Like a set of Russian nesting dolls – the three models are interlinked and build on each other. The first is a component of the second and the second of the third. Keller sets out his three interconnected models for strategic brand planning to establish a unique brand positioning, create intense and actively loyal relationships with your customers and to allow you to better understand the financial impact of marketing expenditure and investment in an eBook entitled Brand Planning.

Brand Positioning Model

The first model is the brand positioning model. Positioning is defining your offering and image so that it occupies a distinctive placement in the minds of the target market.

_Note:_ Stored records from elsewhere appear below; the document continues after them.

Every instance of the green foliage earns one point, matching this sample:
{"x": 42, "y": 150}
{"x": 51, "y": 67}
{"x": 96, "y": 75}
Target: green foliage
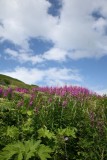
{"x": 25, "y": 151}
{"x": 46, "y": 129}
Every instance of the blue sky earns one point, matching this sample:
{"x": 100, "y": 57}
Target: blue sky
{"x": 55, "y": 42}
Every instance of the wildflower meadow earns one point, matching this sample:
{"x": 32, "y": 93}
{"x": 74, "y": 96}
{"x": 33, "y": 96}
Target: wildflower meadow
{"x": 56, "y": 123}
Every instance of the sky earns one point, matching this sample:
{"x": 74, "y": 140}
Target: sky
{"x": 55, "y": 42}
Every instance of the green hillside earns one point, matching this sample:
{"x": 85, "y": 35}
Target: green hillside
{"x": 9, "y": 81}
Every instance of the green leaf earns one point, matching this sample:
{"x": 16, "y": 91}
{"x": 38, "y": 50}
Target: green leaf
{"x": 44, "y": 152}
{"x": 43, "y": 132}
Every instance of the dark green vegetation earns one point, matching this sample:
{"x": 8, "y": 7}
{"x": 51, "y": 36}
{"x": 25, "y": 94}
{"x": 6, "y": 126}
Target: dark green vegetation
{"x": 52, "y": 123}
{"x": 9, "y": 81}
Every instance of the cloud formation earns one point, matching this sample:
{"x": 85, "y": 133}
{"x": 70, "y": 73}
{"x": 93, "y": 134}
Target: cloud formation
{"x": 80, "y": 31}
{"x": 50, "y": 77}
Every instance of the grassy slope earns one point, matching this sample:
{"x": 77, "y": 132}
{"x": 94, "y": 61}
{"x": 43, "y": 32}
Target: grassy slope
{"x": 9, "y": 81}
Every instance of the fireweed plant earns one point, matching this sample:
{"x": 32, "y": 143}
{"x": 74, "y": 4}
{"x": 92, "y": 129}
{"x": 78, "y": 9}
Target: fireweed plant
{"x": 58, "y": 123}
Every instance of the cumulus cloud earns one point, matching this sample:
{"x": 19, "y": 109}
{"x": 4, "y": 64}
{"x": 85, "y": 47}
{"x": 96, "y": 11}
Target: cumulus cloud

Within the positioning model there are four distinct components which should be considered to create superior competitive positioning for your brand. These can be summarised as follows:

Competitive frame of reference. This defines which other brands your brand is competing against. It’s important to know which these are so that you may focus your analysis.
Points-of-difference. These are the attributes that set one brand apart from another. In essence, these are benefits that customers strongly associate with a brand, and believe they could not find with a competing brand.
Points-of-parity. The opposite of points of difference, points of parity are associations that are not unique to a brand and may be shared with other brands.
A brand mantra. This is designed to give more focus to the brand’s intended positioning. A brand mantra should articulate the “core brand promise” in three to five words. This should not be the same as the ‘slogan’ used in advertising and is for internal use.